What I have found with my clients is that over time the positive cognition or associations become stronger and the negative ones go away so that the overall distress of the incident (SUD Subjective Units of Distress) goes down.  In the final phase of EMDR treatment, clients do an “installation of positive thoughts of self,” which helps clients to start to associate their trauma first and foremost with the fact that they are healed, rather than with distress and painful memories. In a short term program like ours I rarely have rarely gotten that far because it can take many months or years, but my clients often go on to complete their EMDR/trauma treatment.

How do we use EMDR in Wilderness Therapy?  The research indicates that EMDR is very effective in the short term for trauma experienced by an adult in a single incident (for example, if a person had a car accident and experienced trauma). Studies have shown that 12 sessions of EMDR is very effective. If  that is a weekly session that means the full treatment will take 12 weeks. For more complex trauma, such as childhood trauma or chronic trauma, (growing up in an alcoholic family, or even multiple sexual or physical abuse incidents), EMDR is effective as well, but it takes a lot longer.

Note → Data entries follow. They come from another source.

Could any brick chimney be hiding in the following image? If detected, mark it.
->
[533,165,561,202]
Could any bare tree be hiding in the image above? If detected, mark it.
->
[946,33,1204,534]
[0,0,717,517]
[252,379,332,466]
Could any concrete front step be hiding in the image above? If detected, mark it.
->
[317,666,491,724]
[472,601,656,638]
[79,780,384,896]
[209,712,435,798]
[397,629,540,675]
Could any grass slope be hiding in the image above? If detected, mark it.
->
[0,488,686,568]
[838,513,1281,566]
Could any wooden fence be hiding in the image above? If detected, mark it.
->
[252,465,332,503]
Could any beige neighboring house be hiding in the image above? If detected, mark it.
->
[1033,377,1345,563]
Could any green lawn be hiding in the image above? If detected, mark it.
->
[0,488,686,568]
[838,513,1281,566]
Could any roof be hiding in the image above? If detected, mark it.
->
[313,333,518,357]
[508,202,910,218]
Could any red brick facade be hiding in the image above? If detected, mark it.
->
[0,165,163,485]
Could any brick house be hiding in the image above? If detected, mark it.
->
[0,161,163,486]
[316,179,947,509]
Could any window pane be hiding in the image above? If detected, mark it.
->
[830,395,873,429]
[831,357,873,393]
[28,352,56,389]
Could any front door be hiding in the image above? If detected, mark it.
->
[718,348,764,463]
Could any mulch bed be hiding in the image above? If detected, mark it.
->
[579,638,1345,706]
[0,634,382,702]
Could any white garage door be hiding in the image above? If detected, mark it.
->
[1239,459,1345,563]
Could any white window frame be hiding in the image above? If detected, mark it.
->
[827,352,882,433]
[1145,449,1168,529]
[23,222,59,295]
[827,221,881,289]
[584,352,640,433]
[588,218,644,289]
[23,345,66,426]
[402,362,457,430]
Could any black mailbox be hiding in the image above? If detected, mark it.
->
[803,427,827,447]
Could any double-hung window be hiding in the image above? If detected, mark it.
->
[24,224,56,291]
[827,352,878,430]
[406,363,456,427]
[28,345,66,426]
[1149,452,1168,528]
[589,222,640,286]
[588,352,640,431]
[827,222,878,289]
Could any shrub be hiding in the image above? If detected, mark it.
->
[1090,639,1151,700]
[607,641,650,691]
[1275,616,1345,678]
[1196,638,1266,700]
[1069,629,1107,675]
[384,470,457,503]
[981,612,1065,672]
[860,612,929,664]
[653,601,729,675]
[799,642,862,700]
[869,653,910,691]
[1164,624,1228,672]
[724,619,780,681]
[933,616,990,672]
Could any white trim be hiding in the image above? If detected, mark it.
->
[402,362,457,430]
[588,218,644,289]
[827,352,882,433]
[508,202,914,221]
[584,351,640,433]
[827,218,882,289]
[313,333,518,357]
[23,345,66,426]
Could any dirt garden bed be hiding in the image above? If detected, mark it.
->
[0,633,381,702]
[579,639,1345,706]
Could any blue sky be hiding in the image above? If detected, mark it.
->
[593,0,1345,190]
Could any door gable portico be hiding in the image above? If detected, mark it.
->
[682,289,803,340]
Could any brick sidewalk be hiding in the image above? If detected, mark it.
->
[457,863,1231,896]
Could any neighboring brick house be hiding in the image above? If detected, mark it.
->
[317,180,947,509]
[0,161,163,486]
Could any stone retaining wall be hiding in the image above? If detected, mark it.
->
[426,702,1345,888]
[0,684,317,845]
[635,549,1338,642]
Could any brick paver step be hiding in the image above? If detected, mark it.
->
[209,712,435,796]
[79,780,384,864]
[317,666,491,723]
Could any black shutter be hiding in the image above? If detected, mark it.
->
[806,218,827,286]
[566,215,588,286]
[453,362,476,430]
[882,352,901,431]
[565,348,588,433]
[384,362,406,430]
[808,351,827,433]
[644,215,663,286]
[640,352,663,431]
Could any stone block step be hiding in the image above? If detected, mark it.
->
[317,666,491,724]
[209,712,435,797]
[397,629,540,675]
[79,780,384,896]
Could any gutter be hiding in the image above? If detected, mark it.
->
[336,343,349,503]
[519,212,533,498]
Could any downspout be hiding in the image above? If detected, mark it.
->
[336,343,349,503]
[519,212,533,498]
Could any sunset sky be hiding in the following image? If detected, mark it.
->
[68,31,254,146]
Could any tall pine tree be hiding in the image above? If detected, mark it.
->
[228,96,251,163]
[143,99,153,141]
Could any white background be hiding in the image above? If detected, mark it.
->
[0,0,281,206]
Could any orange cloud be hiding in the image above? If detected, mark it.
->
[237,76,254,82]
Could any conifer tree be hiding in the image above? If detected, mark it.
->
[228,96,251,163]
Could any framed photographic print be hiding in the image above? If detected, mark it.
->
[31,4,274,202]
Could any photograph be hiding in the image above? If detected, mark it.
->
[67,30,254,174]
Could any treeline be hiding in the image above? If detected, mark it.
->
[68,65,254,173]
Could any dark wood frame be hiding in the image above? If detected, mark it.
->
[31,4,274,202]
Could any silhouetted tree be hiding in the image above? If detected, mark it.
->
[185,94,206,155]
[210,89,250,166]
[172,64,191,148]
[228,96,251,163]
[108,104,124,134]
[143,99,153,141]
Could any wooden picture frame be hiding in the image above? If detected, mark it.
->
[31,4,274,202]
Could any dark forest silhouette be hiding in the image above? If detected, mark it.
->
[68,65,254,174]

At Juniper Canyon Recovery Center, like most Wilderness Therapy programs, we have our clients for about 13 weeks. When a client comes to a Wilderness Therapy program, it takes some time to assimilate to the wild..  going from living in a modern home or apartment with electronics and plumbing to living in a primitive, simple outdoor setting, (campfire, sleeping bag, tarp, etc.) takes time! At the same time, you wouldn’t start EMDR until you’re sure your client has a tool chest of resources to help self-regulate when they have difficult memories come up. We spend intentional time teaching and practicing breathing techniques, mindfulness, meditation, yoga, movement, and finding magic rocks to hold and keep in our pockets. We use bilateral stimulation to create a guided imagery of a safe/calm place that they create and develop themselves to go to when they need to regenerate and feel safe and secure.

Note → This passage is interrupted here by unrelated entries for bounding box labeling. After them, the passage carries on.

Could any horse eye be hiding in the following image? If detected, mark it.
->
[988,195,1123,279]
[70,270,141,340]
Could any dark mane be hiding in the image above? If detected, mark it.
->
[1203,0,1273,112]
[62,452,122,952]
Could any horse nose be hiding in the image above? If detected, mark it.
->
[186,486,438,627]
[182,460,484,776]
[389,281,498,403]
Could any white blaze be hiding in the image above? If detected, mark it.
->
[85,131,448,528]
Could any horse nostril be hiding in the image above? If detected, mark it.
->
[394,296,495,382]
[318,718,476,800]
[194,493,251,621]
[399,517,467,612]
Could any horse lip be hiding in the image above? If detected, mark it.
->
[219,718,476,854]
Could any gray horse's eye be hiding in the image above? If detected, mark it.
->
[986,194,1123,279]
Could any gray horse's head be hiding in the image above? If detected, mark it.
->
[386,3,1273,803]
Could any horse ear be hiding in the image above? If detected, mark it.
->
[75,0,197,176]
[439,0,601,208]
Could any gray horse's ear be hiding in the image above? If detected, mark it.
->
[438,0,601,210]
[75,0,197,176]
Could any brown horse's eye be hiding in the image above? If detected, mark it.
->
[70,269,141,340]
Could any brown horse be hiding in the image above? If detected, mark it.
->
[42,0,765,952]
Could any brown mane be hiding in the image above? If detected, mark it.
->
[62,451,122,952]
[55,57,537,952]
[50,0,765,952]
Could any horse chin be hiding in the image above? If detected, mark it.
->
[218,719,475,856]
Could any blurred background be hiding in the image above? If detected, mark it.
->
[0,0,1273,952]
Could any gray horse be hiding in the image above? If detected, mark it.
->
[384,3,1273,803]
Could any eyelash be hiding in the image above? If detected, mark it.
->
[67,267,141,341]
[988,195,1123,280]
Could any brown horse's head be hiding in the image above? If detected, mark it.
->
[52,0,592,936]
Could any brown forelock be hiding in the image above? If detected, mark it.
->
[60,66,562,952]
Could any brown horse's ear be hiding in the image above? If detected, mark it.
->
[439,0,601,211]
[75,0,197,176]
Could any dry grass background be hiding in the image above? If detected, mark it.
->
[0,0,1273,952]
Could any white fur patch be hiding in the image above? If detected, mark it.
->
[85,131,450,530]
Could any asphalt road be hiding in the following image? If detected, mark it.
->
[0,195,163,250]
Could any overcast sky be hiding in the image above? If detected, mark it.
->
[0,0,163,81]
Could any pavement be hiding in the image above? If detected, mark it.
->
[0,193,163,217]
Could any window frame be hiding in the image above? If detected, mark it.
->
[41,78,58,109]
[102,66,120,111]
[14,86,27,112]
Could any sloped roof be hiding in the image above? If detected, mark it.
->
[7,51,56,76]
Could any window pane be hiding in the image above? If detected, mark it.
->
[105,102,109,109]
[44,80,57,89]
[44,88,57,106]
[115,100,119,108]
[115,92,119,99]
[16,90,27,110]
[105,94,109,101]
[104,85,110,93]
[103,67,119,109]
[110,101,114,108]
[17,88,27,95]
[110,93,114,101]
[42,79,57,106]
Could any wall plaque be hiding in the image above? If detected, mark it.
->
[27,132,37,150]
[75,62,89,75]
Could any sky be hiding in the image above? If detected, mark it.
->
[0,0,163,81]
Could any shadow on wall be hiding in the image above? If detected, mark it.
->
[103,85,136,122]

As clinicians, we have to make sure the client is ready before we start using EMDR. At Juniper Canyon, this is usually midway into their stay. Sometimes we are able to complete treatment for one traumatic memory, and they are ready to move on to another one. Or, depending on how serious the trauma is, we may only be scratching the surface when their time with us is up. In any case, most importantly, we will have determined if this trauma modality is a viable option for our client and can make recommendations about what will be beneficial for them going forward.

For our clients, one of the most important parts of being introduced to their trauma treatment and healing is the conceptualization that:

  1. Trauma is most often the root cause of addiction, and a lot of mental health issues and must be treated.

  2. Most often in a traumatic experience we blame ourselves consciously or subconsciously and develop a negative belief about ourselves because of it.

  3. We will live out that negative belief until we are healed from the trauma and have come to recognize the truth about ourselves.

Healing requires seeing ourselves as we really are and filling in the empty place between what we pretend to be and what we fear we are–What Carl Gustav Jung called the Mask and the Shadow: neither are really us. What our journey of healing requires is to find the true self that lies in between, the imperfect but genuine self, as Brene Brown teaches.

So what we do here in the wilderness is what we do anywhere else: all that we can do with our clients in the time that we have together, and then connect our clients to resources going forward that will help them continue their journey. If we find that the EMDR modality does not particularly resonate with them in working on their trauma, we try other modalities and we recommend other modalities for them in the future. Our goal is to help people heal and find purpose– to discover a healthy, productive life. We want our clients to leave Juniper Canyon healing and moving forward, having the magic of Wilderness Therapy and science of the brain.